Ecco: quello che vediamo è un universo di meccanicismi, in cui fuori dalla finestra scorrono galassie, implodono universi, sorgono lune, ma dentro l’appartamento ci sono cloni di esseri umani snaturati, privati della propria essenza, solo corpo, senza anima (e senza scheletro, per come si muovono!).
Un universo nel quale la tecnologia ha preso il sopravvento castrando completamente l’umanità fino a disumanizzarla; un universo senza nemmeno la prospettiva salvifica di una qualche speranza, perché anche la speranza è qualcosa di troppo umano; un universo in cui non ti chiedi il perché delle azioni, perché è tutto un mero susseguirsi di cause meccaniche.
Questo ci raccontano mirabilmente i performer in quei 75 minuti dentro il loro mondo: un’esasperazione del progresso, in cui tutto è artificiale, un cinico ripetersi di azioni ed eventi senza pathos, appunto, in cui la vita sembra aver perso la sua stessa essenza. E lo fanno riuscendo realmente a replicare il movimento di marionette, quasi fossero corpi disarticolati, quasi realmente non fossero corpi umani.
È un lavoro davvero ben riuscito Pasionaria, dal forte sapore cinematografico, ricco di riferimenti a varie forme dell’espressione artistica, che riporta alla mente certi filoni della storia dell’arte come l’astrattismo, quasi riuscendo a crearne un parallelo nella danza.
Quello che evoca dal punto di vista stilistico è un certo immaginario cyberpunk, mostrando come la ricerca della qualità nella danza, porti il movimento in direzioni sorprendenti ed inesplorate, capaci di aprire nuovi orizzonti di ricerca e sperimentazione.
La meccanicità del movimento cattura lo spettatore, coinvolgendolo per la capacità performativa in sé, funzionale ad una drammaturgia asettica che racconta di un mondo senza sentimenti, senza emozioni, un universo di cause meccaniche e di uomini e donne a cui resta ben poco di umano, un mondo di nichilismo assoluto, in cui nulla sembra avere valore e in cui ogni ricordo delle emozioni sembra bandito.

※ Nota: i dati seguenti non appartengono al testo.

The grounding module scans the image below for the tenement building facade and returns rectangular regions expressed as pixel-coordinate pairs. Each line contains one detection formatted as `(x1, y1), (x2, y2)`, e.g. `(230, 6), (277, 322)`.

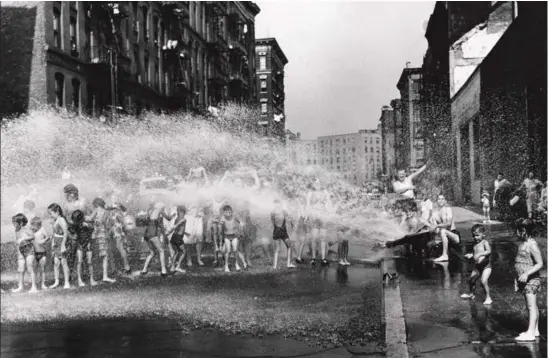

Quello di cui hai voglia dopo aver applaudito ancora e ancora per aver portato in scena qualcosa di così bello, innovativo, lavorato alla perfezione, è stare il più lontano possibile da quello che hai visto, andare a bere qualcosa, stare con le persone, sentire il calore, il rapporto umano, sentire la vita dentro e scorrerci attraverso, con tutte le sue emozioni.